Christopher Hitchens, who has used his rhetorical prowess to skewer everyone from Mother Theresa to Henry Kissinger, has a new enemy: esophageal cancer. He has been writing in Vanity Fair about his experiences with cancer, movingly, since he was diagnosed this summer.
Hitch’s latest discusses the etiquette of dealing with (and being) a cancer patient. The whole thing is worth reading, but there was one segment, in particular, that I found especially important for those of us who deal with patients — directly or indirectly:
I have hardly been reticent about my own malady. But nor do I walk around sporting a huge lapel button that reads: ASK ME ABOUT STAGE FOUR METASTASIZED ESOPHAGEAL CANCER, AND ONLY ABOUT THAT. In truth, if you can’t bring me news about that and that alone, and about what happens when lymph nodes and lung may be involved, I am not all that interested or all that knowledgeable. One almost develops a kind of elitism about the uniqueness of one’s own personal disorder. So, if your own first- or secondhand tale is about some other organs, you might want to consider telling it sparingly, or at least more selectively.
Hitch’s admonition to keep specific when talking about a given health issue should be broadly applied, and it’s not “a kind of elitism” to think like that.

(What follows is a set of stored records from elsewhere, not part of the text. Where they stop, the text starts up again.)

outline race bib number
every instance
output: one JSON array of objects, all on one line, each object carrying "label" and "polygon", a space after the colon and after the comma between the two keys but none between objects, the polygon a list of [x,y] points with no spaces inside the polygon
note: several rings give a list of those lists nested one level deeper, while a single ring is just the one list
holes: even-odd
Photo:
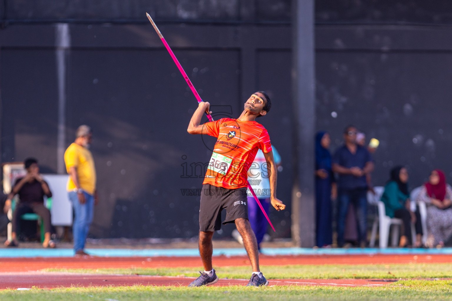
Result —
[{"label": "race bib number", "polygon": [[226,176],[232,162],[232,159],[231,158],[214,152],[207,169]]}]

No one experiences heart failure or diabetes the exact same way. I even got a taste of this three months ago, when I suffered a common injury during a pickup basketball game: of the 711,000 results Google identified for my malady, I could not find one that seemed to describe my exact constellation of symptoms.

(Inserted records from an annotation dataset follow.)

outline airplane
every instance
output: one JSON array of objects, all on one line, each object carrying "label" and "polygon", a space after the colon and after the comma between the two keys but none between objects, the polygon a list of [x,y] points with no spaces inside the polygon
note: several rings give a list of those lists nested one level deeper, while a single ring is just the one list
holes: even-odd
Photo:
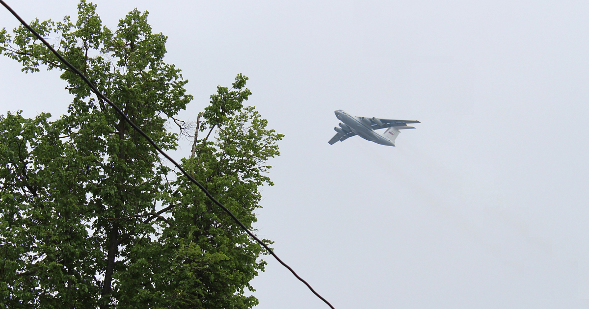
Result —
[{"label": "airplane", "polygon": [[[337,132],[329,142],[333,145],[337,141],[343,142],[354,135],[374,142],[380,145],[395,147],[395,139],[399,136],[399,131],[405,129],[415,129],[415,127],[408,127],[407,124],[421,124],[417,120],[396,120],[394,119],[380,119],[376,117],[356,117],[352,116],[342,109],[335,111],[335,115],[342,122],[339,127],[333,129]],[[342,123],[343,122],[343,123]],[[380,135],[374,130],[388,128],[384,134]]]}]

Part of the lesson here, as Hitch describes, is about precision and respect for the complexity of disease. It’s critical, especially for those of us that work in or around the health care industry, that we ensure that we understand the subtle but important differences within diseases: the 67 different kinds of lymphoma or the distinction between early-onset Alzheimer’s and late-onset disease.
Patients certainly do make those distinctions, and they are going to be drawn to ever-more precise sources of information. That’s further going to accelerate the trend toward targeted publications, websites, forums and mailing lists. Take the Association of Online Cancer Resources, which maintains around 100 cancer-specific mailing lists. It may not receive the attention of a WedMD or other health information giant, but by targeting specific cancers — and by harnessing patient experiences — the mailing lists have a huge effect on thousands.
Christopher Hitchens clearly would like to live in a world in which cancer patients get only information that can inform them about their condition, specifically. And the way to get there is to acknowledge both the uniqueness of each individual’s disease, as well as the power those targeted publications and communities that have been created explicitly to serve them.